Quando se trata de dar um chute na bunda na mediocridade, no caos, no vazio e no sem sentido da vida contemporânea, ninguém melhor do que Bukowski. Isso que ele morreu em 1994. O que ele escreveria se estivesse vivo hoje?
No seu avassalador livro de contos, "Fabulário Geral do Delírio Cotidiano", a metralhadora ferina e sem papas na língua do escritor alemão, naturalizado estadunidense, desconstrói todos os delírios de uma sociedade hipócrita e falida, não só a americana, mas a de qualquer parte deste mundo miserável.
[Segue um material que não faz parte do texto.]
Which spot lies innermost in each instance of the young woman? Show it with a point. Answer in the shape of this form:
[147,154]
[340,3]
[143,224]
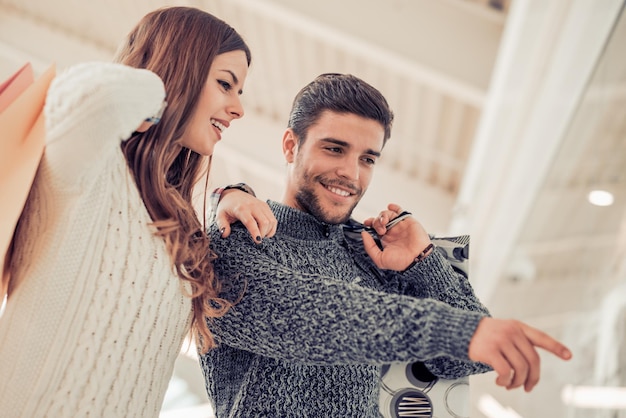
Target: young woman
[111,265]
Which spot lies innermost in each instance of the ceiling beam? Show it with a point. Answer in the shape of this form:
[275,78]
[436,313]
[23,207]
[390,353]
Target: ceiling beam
[547,56]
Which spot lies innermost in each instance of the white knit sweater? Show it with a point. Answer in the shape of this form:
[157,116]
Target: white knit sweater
[98,319]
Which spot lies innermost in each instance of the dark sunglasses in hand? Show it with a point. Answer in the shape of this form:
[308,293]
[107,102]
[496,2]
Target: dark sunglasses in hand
[352,229]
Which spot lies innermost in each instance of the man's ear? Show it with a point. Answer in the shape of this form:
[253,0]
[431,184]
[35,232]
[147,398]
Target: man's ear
[290,145]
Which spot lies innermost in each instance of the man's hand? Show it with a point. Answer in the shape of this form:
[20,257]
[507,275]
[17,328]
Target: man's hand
[401,244]
[509,346]
[256,215]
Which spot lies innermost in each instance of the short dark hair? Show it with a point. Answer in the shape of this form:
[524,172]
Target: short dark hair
[341,93]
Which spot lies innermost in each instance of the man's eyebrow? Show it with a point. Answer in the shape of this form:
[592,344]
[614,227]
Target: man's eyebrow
[345,144]
[235,79]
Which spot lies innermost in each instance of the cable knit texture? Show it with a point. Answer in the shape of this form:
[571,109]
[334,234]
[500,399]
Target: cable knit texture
[317,319]
[98,317]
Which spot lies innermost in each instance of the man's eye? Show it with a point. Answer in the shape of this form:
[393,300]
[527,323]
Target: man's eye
[225,85]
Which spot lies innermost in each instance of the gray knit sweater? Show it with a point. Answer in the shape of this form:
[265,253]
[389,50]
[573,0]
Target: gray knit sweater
[315,320]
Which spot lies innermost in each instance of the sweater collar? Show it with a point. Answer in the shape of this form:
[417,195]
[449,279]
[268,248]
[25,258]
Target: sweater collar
[302,225]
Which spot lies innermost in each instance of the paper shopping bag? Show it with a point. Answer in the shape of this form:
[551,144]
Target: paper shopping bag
[22,139]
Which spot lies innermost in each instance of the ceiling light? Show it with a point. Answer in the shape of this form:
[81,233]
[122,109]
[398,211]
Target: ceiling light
[594,397]
[600,198]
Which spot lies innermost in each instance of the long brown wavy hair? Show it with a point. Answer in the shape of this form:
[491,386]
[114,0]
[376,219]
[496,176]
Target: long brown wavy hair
[179,44]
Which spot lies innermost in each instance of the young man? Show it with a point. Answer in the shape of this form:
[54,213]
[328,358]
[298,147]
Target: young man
[316,313]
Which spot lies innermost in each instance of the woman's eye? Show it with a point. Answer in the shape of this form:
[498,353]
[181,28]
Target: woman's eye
[225,85]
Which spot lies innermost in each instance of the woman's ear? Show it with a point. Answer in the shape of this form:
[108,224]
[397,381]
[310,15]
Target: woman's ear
[290,145]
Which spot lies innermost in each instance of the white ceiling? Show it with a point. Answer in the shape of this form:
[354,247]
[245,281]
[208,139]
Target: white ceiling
[505,119]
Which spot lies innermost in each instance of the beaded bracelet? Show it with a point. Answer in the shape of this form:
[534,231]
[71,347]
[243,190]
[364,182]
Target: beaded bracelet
[421,255]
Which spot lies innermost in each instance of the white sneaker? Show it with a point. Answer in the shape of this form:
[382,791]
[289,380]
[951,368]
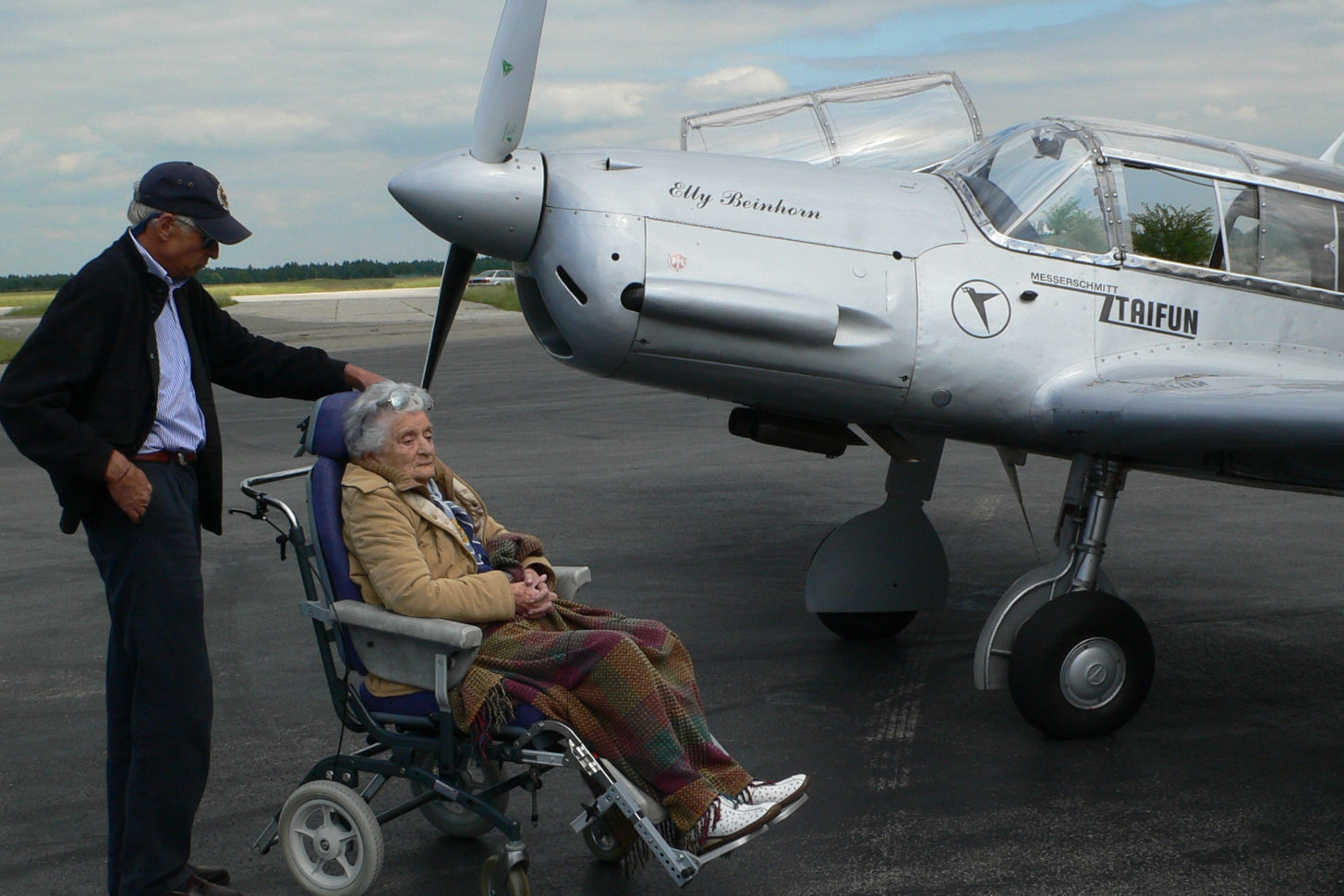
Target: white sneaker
[727,819]
[774,792]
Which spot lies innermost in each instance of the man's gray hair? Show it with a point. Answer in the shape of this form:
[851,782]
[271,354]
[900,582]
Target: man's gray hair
[140,212]
[369,418]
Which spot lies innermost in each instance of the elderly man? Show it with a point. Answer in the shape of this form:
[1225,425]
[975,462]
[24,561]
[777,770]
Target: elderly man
[112,395]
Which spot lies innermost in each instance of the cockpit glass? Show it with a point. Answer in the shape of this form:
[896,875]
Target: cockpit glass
[912,123]
[1035,183]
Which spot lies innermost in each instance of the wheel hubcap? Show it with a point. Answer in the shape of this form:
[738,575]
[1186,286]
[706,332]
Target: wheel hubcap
[1093,673]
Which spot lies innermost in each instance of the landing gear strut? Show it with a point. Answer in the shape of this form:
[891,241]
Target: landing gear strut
[1077,659]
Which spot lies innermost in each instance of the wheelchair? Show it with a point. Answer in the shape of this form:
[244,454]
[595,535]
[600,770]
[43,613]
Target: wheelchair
[328,830]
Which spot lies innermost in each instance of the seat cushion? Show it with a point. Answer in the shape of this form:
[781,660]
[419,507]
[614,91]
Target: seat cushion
[421,703]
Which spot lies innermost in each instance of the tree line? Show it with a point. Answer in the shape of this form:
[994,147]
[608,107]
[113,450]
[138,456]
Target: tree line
[286,272]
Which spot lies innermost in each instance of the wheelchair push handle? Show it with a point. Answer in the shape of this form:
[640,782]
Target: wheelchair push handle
[265,502]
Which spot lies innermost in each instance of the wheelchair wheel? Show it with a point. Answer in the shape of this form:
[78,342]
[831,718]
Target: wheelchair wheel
[454,818]
[602,844]
[331,840]
[516,883]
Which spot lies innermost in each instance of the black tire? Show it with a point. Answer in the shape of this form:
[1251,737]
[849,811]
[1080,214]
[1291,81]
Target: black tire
[454,818]
[866,626]
[602,844]
[516,883]
[1081,665]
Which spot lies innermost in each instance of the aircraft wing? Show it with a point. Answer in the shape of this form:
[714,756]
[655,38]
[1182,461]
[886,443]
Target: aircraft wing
[1287,433]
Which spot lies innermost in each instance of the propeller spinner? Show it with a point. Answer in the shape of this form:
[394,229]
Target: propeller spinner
[488,198]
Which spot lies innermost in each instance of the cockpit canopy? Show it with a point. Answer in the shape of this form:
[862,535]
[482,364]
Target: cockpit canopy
[1157,198]
[910,123]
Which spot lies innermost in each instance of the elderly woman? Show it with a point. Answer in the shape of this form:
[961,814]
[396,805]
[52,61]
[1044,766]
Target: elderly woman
[422,544]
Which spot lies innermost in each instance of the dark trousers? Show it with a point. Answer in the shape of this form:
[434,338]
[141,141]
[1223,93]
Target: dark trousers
[159,688]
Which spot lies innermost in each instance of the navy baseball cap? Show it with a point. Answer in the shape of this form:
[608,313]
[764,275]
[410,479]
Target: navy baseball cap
[183,188]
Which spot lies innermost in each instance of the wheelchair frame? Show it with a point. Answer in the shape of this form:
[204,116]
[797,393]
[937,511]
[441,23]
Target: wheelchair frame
[336,848]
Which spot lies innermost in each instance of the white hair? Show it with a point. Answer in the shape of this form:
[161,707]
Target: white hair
[139,212]
[369,422]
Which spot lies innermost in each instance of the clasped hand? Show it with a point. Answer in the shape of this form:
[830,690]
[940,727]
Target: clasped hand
[532,597]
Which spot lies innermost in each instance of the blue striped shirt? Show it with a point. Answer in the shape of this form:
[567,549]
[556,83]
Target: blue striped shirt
[179,423]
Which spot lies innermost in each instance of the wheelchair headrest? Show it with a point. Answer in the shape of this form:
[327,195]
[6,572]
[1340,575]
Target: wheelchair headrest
[325,434]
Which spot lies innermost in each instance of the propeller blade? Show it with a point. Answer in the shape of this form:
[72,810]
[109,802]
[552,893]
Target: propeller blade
[507,91]
[457,271]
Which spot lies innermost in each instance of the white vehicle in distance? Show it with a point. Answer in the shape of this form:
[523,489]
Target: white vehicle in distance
[492,278]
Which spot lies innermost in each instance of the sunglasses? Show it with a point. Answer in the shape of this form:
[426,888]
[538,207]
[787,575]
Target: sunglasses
[207,242]
[399,399]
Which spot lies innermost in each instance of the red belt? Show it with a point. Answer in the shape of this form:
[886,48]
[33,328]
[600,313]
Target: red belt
[180,458]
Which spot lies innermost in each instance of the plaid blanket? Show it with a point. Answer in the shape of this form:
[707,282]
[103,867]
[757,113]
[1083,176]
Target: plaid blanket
[625,685]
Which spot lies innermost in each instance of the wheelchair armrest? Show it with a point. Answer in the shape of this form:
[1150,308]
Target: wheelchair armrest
[424,653]
[570,579]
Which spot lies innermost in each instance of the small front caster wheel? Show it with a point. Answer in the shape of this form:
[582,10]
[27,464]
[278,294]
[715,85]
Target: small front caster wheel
[1081,665]
[602,844]
[515,884]
[331,840]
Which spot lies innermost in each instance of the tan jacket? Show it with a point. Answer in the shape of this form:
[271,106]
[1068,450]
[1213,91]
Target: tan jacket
[411,558]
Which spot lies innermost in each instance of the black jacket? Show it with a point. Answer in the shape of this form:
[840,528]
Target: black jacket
[86,381]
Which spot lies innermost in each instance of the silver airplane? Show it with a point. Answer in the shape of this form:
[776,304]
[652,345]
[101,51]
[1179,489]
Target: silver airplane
[1124,296]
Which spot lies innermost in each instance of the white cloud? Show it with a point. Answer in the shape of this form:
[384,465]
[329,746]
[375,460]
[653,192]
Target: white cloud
[739,82]
[307,109]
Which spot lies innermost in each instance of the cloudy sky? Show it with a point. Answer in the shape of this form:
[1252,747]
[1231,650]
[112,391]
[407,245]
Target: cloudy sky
[306,110]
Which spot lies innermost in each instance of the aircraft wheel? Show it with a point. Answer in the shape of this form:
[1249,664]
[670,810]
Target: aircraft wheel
[602,844]
[331,840]
[515,884]
[866,626]
[454,818]
[1081,665]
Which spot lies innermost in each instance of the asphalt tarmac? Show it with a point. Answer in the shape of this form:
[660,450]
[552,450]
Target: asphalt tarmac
[1229,781]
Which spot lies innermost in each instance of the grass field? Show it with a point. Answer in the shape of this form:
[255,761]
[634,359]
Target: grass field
[34,304]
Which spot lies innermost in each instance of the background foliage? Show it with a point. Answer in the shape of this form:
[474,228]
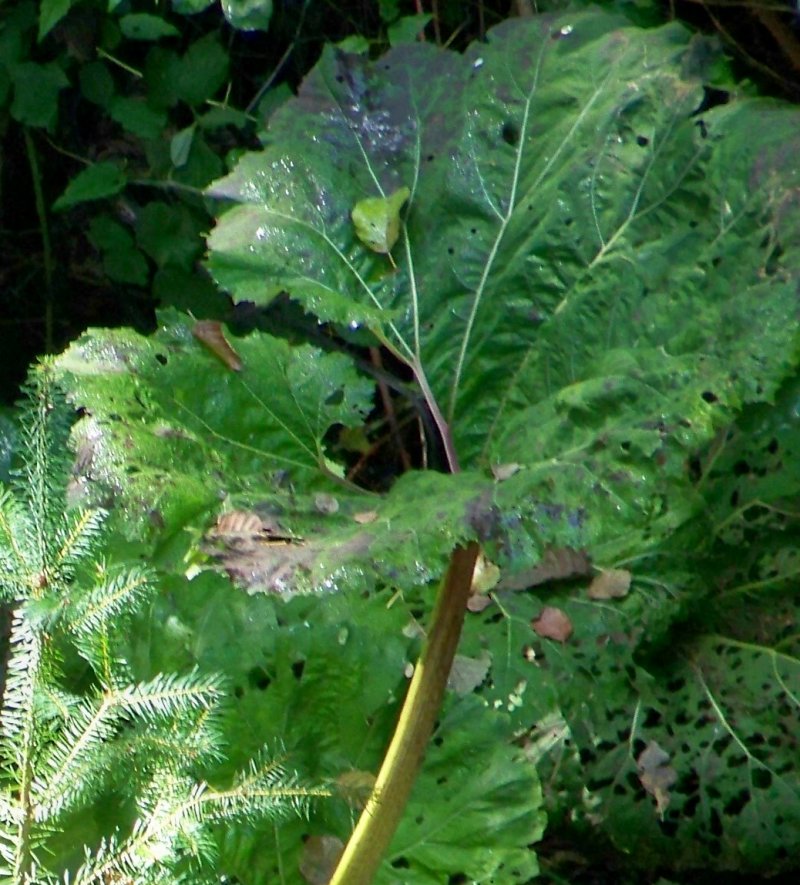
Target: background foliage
[594,284]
A seguir, alguns trechos selecionados por mim:
"...os bolsões de miséria vivem cheio de desiludidos e rejeitados. os pobres morrem em enfermarias de indigentes em meio à falta de médicos; obter alívio é um ato de misericórdia que nem sempre dura e os hospícios têm paredes acolchoadas por causa de uma sociedade que usa as pessoas como se fossem peões de uma partida de xadrez... é agradável pra caralho ser intelectual ou escritor e ficar observando essas amenidades desde que não seja o nosso PRÓPRIO rabo que esteja em jogo."
"...prefeitos, governadores, generais, presidentes têm tanto juízo quanto as lesmas colhidas por teias de aranhas."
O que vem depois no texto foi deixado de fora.